- Relatório da Polícia Federal aponta que o juiz Macário se encontrou com o ex-presidente Michel Temer em São Paulo no dia 10 de dezembro para fazer o pedido.
- Segundo a PF, Macário é suspeito de ter vazado dados de uma operação da PF para Rodrigo Bacellar, presidente afastado da Alerj.
- Investigadores cruzaram mensagens, imagens de câmeras e outros dados para reconstituir a visita, que também envolveu o deslocamento do Santos Dumont a Guarulhos por má época climática.
- Em mensagem à mulher, Macário descreveu o encontro como “muito boa” e afirmou que Temer o convenceu a não contatar Moraes, indicado ao STF.
- Macário foi preso seis dias depois, na segunda fase da operação Unha e Carne; Temer negou irregularidades e disse acreditar que Macário buscaria apoio para uma eventual candidatura ao STJ.
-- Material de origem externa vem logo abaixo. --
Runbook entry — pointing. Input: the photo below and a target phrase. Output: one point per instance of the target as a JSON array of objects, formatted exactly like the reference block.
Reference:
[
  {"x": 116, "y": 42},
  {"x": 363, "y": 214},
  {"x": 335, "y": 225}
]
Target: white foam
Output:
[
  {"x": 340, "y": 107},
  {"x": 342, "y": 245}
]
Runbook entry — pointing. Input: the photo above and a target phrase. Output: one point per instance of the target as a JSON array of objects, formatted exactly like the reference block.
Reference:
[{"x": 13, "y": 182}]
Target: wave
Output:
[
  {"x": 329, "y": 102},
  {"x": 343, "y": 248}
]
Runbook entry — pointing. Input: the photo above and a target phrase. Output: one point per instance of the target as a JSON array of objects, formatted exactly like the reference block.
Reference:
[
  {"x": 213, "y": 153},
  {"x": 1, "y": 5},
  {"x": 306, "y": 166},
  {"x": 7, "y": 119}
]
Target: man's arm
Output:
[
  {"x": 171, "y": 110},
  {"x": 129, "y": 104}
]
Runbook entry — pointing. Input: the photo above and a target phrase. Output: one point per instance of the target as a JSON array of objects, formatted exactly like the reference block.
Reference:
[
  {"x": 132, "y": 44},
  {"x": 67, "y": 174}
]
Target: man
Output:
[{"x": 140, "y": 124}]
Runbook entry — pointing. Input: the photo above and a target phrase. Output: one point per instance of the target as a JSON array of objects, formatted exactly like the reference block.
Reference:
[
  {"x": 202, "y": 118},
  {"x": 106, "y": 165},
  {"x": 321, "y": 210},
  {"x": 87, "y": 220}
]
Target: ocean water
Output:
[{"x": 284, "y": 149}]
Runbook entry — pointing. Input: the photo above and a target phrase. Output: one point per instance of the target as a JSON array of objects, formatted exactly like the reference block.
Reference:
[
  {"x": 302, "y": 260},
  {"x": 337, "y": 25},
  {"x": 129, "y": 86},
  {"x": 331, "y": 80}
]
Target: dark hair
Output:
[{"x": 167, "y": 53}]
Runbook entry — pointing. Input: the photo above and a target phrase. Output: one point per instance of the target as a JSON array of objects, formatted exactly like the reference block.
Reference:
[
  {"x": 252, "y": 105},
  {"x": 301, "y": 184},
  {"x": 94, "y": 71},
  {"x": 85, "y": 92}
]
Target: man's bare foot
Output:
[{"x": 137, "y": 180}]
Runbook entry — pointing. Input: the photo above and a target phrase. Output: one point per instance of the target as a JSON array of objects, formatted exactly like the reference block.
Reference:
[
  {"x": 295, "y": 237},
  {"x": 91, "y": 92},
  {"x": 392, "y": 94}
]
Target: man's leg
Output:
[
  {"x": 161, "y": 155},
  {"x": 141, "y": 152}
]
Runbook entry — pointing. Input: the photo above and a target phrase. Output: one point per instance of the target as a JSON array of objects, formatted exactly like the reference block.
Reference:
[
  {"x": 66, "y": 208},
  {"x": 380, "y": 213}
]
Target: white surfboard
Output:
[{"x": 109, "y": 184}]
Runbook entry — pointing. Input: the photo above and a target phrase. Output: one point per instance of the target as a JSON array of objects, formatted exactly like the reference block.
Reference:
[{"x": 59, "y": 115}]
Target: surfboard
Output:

O juiz Macário estava sob investigação por suposto vazamento de dados de uma operação da Polícia Federal. Segundo relatório finalizado pela PF em janeiro, ele se encontrou com o ex-presidente Michel Temer em São Paulo no dia 10 de dezembro para fazer um pedido relacionado ao caso.
A PF aponta que o encontro ocorreu após o desembarque do juiz no Santos Dumont, com a aeronave seguindo para Guarulhos devido a más condições climáticas. Investigadores cruzaram mensagens, imagens de segurança e outros dados para reconstruir a visita.
Conforme o relatório, a mulher de Macário não sabia da viagem; o magistrado descreveu a conversa com Temer como produtiva e informou que o ex-presidente o orientou a não manter contato com Moraes, indicado por Temer ao STF em 2017.
Temer foi procurado pela reportagem e negou irregularidades, afirmando receber magistrados de todo o país e que pensava que Macário buscaria apoio para uma possível candidatura ao STJ. A PF, porém, mantém a linha de que houve orientação para evitar contatos.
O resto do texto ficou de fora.